Les Tigres Volants devaient largement leurs succès au personnel au sol, dont l’habileté compensait en partie la supériorité numérique de l’ennemi. Grâce à eux, les P-40 endommagés et criblés de balles retournaient rapidement au combat. Du mécanicien au radio, tous les spécialistes travaillaient — très souvent sous les bombardements — avec une précision digne de techniciens à pied d’oeuvre sur un circuit automobile. Les pièces de rechange étaient si rares qu’ils exploraient la jungle et les rizières pour récupérer des parties de moteurs intactes, les pneus, les munitions des avions abattus. Même la soie des parachutes était récupérée et réutilisée.
Ils inventaient toutes sortes de procédés pour améliorer la capacité de combat du P-40. Ils ciraient par exemple le fuselage pour accroître la vitesse de 15 kilomètres. Des mécaniciens équipèrent deux chasseurs de prises d’air de fortune pour leur permettre de gagner de l’altitude; d’autres les transformèrent en bombardiers en piqué par l’adjonction sous le ventre d’attaches à bombes.
Bref, les trésors d’ingéniosité développés pour ces chasseurs étaient tels qu’un pilote eut ce mot: «II ne manque plus qu’un périscope pour transformer le P-40 en sous-marin!»
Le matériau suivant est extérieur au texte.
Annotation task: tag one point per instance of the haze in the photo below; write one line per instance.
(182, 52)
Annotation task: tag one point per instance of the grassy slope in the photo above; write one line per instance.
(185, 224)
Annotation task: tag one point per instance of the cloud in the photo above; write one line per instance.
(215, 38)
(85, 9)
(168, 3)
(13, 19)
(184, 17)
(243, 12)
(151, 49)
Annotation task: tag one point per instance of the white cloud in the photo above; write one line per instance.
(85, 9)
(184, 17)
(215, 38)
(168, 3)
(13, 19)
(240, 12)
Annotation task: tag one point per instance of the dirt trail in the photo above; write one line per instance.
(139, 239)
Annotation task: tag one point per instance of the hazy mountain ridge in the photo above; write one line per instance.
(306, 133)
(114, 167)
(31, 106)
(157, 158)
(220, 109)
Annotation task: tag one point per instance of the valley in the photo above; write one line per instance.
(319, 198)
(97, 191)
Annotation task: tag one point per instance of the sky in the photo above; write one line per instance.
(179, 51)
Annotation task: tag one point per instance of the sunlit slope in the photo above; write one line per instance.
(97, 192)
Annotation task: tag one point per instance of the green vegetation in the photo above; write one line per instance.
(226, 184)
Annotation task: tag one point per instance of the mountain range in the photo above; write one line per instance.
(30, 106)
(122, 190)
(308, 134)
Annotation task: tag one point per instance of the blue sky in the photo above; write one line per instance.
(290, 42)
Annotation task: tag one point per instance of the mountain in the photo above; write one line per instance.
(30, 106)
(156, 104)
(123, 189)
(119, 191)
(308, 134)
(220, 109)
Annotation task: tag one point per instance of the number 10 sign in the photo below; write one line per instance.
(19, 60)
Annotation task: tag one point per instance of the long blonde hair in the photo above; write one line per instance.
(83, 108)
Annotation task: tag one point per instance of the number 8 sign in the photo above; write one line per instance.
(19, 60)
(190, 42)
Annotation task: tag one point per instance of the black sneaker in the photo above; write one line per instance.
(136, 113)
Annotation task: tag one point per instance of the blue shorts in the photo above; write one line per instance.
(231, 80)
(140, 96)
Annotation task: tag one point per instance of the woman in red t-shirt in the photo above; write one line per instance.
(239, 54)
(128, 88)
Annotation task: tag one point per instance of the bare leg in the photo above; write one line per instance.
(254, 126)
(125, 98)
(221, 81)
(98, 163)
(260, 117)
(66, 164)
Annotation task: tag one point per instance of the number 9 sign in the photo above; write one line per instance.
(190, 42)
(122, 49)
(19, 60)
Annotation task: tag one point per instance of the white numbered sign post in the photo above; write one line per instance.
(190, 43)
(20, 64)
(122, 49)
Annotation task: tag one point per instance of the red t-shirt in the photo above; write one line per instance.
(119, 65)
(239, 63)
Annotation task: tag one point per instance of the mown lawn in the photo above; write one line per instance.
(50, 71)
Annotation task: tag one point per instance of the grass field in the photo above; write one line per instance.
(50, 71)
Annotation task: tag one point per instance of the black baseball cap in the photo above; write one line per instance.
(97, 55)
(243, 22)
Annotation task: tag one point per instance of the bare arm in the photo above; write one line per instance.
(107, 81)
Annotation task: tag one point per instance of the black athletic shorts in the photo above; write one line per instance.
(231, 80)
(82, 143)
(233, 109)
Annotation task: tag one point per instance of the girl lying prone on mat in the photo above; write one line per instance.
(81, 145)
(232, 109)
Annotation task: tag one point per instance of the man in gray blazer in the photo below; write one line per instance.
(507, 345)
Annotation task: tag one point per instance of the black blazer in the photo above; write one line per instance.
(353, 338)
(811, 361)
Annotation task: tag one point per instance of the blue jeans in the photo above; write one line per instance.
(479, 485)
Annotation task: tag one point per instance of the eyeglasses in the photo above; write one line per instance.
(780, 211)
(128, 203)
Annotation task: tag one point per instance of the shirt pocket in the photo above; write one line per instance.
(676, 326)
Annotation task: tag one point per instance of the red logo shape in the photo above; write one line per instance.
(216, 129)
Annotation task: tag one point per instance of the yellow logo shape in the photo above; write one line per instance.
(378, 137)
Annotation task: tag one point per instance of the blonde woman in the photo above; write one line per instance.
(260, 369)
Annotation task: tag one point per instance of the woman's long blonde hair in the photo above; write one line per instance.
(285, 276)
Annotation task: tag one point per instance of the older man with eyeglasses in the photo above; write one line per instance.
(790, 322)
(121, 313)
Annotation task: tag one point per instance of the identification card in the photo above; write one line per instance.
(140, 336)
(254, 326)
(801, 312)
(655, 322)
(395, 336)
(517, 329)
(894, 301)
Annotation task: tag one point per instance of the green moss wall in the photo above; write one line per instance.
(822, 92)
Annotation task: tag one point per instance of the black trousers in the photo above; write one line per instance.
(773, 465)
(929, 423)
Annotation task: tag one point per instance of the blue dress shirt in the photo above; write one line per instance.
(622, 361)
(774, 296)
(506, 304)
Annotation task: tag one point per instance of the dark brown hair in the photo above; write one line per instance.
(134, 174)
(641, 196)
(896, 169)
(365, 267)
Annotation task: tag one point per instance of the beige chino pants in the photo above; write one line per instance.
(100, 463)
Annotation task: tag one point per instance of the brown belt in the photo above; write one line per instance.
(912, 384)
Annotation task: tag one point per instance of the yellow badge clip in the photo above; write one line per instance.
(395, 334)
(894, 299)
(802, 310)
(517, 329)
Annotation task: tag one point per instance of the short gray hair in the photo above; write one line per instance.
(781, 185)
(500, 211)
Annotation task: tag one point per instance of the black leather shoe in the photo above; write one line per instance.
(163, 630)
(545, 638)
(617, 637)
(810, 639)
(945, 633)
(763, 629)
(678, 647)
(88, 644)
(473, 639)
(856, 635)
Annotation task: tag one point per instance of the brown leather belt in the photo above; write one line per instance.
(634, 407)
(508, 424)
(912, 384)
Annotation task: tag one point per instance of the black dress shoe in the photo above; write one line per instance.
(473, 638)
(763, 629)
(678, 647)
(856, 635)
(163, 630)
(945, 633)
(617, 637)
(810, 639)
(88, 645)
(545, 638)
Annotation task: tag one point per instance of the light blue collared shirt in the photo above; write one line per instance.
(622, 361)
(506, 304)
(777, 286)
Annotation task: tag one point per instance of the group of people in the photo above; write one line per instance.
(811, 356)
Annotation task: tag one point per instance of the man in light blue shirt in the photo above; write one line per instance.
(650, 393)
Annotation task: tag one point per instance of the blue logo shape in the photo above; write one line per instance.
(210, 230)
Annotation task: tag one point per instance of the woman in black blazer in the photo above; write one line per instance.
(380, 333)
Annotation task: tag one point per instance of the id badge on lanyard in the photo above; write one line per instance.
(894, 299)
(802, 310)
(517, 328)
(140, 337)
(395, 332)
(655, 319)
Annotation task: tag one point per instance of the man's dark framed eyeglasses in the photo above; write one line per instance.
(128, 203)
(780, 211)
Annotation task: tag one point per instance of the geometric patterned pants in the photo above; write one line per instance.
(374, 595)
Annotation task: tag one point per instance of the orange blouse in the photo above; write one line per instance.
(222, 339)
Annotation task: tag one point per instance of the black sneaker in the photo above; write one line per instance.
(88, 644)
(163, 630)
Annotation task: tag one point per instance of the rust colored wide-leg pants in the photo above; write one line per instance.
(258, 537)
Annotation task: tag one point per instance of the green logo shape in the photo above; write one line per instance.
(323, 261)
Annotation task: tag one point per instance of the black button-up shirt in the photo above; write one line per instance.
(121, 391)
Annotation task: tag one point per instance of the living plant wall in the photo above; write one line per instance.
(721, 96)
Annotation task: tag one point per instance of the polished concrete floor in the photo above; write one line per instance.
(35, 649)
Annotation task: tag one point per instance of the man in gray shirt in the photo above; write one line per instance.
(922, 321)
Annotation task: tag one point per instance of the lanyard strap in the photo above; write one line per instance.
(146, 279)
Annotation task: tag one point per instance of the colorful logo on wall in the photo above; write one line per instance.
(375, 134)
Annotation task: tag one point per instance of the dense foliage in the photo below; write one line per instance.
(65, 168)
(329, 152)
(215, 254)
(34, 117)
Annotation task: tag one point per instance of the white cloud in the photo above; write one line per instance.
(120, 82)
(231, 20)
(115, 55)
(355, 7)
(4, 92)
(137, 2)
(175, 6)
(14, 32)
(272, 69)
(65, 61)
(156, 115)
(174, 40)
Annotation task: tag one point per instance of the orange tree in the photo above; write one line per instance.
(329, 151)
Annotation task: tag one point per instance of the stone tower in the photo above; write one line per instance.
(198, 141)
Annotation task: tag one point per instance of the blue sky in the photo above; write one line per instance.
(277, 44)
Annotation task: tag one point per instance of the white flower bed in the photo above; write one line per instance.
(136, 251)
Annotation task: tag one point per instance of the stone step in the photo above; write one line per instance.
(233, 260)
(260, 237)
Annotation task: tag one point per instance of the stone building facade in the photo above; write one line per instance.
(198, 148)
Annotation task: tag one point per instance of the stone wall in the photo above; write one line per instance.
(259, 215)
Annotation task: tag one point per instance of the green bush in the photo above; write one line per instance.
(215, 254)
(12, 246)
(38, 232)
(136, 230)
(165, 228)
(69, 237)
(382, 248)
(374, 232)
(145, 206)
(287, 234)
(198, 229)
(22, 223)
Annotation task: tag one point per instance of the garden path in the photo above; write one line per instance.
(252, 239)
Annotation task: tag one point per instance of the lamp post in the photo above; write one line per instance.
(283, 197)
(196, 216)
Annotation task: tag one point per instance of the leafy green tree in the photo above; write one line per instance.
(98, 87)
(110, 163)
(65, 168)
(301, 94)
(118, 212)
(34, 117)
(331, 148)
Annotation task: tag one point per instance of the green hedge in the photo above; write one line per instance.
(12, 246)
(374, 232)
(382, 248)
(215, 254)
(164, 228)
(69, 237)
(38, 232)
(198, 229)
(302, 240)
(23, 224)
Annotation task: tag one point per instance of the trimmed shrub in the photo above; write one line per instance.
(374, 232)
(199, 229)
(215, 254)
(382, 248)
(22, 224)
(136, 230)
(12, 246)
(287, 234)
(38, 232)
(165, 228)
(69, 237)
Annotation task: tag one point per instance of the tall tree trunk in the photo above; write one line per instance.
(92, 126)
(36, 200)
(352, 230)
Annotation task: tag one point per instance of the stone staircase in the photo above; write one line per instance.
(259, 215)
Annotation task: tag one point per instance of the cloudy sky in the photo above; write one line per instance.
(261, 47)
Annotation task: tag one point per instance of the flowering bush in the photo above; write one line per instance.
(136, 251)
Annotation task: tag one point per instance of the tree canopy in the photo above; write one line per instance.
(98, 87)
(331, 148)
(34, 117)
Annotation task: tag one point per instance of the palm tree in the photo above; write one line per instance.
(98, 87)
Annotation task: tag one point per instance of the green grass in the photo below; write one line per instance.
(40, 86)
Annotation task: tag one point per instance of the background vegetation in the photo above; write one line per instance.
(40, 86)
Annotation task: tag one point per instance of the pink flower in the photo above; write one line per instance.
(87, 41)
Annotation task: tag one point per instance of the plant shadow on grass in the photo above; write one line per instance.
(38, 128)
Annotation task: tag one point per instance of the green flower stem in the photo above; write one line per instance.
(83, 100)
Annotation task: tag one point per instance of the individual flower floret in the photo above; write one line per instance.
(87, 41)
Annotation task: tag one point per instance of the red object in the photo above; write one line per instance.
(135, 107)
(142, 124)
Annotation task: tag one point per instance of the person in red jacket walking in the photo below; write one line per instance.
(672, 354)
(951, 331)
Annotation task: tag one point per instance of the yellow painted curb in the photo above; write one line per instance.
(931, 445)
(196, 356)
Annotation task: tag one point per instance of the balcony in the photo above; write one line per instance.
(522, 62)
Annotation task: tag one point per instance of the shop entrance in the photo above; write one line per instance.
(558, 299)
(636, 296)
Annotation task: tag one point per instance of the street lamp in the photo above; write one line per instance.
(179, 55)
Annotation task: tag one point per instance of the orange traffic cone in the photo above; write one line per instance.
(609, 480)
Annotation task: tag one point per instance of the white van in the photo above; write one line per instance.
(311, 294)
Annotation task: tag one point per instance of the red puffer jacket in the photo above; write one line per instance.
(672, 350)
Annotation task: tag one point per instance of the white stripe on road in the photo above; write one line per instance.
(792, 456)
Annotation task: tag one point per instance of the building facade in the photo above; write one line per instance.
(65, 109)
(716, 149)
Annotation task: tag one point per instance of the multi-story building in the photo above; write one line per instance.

Ces hommes travaillaient par des températures glaciales sur le plateau de K’ouenming ou par 45 degrés de chaleur étouffante dans les plaines birmanes. Exposés en permanence aux bombardements et aux mitraillages, ils trompaient l’ennemi en disposant sur les pistes de faux avions faits de pièces de bois et de toile et dissimulaient les vrais appareils sous les arbres. Quand les Japonais volaient en rase-mottes, ils ripostaient à la mitraillette. Un mécanicien lança même une clef à molette contre un appareil ennemi qui descendait en piqué! (Et le manqua.)
Les pilotes savaient tout ce qu’ils devaient au personnel d’entretien. «N’oubliez surtout pas les camarades qui travaillent au sol, dans vos articles», recommanda l’un d’eux à un journaliste. «Quelle que soit l’heure, sous la mitraille, sous les bombes, ils n’hésitent pas à travailler pour remettre nos appareils en état.»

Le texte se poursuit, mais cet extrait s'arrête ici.